More controversial, the second interface makes for more interesting discussions and possibly strategic consequences. The RTC client running inside the browser needs to communicate with a server or network to make and receive calls. It needs to register somewhere, “here I am, I’m ready to receive calls!” and it needs to be able to make calls, “please connect me with the following address!” The question is: Should this interface be standardized or should the RTC client just communicate with the central server using a proprietary protocol? The argument for the latter is that it will stimulate innovation and that the above API and how to set up the browser-to-browser media sessions are the only elements that should be standardized. Well, it is likely that mechanisms like ICE may be of use in setting up a session, and there will be media parameters etc that must be communicated as part of setting up a session, so what has already been solved using SIP must be mapped into the protocol between the RTC client and the server that connects the calls, whether it is proprietary or not. Although I’m favorable to the argument that using SIP between the RTC client and the server creates a lot of overhead if you only need a small part for your application, it seems a bit unnecessary that every RTC client implementer has to come up with a new way of setting up a session and exchanging the necessary parameters.

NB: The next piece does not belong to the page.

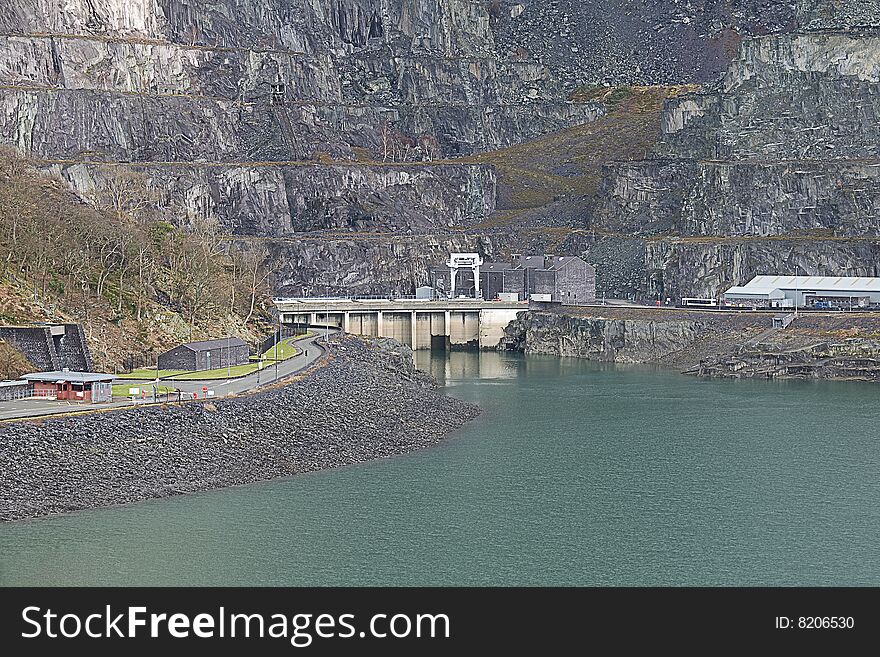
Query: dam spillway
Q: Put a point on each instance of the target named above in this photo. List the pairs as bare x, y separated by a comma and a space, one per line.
418, 323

Pondering this a bit I get the feeling that no standardization of the RTC client-server interface would spur innovation for small, light-weight applications, but that any real audio/video/IM client implementation would require quite a bit of work to get right. This in reality favors larger vendors with lots of resources. As you probably can choose to adopt a light-weight client/server protocol even if there is a full SIP stack in the browser (or at least, it should be possible to design in way that this is possible), I don’t really see the downside (beyond standardization body cycles) of standardizing how SIP should work between a browser and a web server, probably over port 443/80.
So, what are the consequences for companies like Cisco? We would really welcome video capabilities within the browser. For example, our PrecisionUSB camera would be possible to use to get a high-quality video source. Of course, having a large install base, we would like to ensure compatibility with existing SIP systems and avoid interoperability through a gateway. Gateways are always expensive (especially media gateways) and reduces the functionality that can flow over the gateway. I would love to see the possibility of creating a browser-based client, but if the quality ends up as a least common denominator (i.e. not possible to add codecs to improve quality or extend beyond APIs/protocols to improve functionality), I feel we haven’t gained much. Indeed, enabling a basic real-time communication experience through free services would be beneficial to everybody, but if we do it in a way that allows high-school students as well as large corporations to innovate on top of it, I believe we have much more to gain.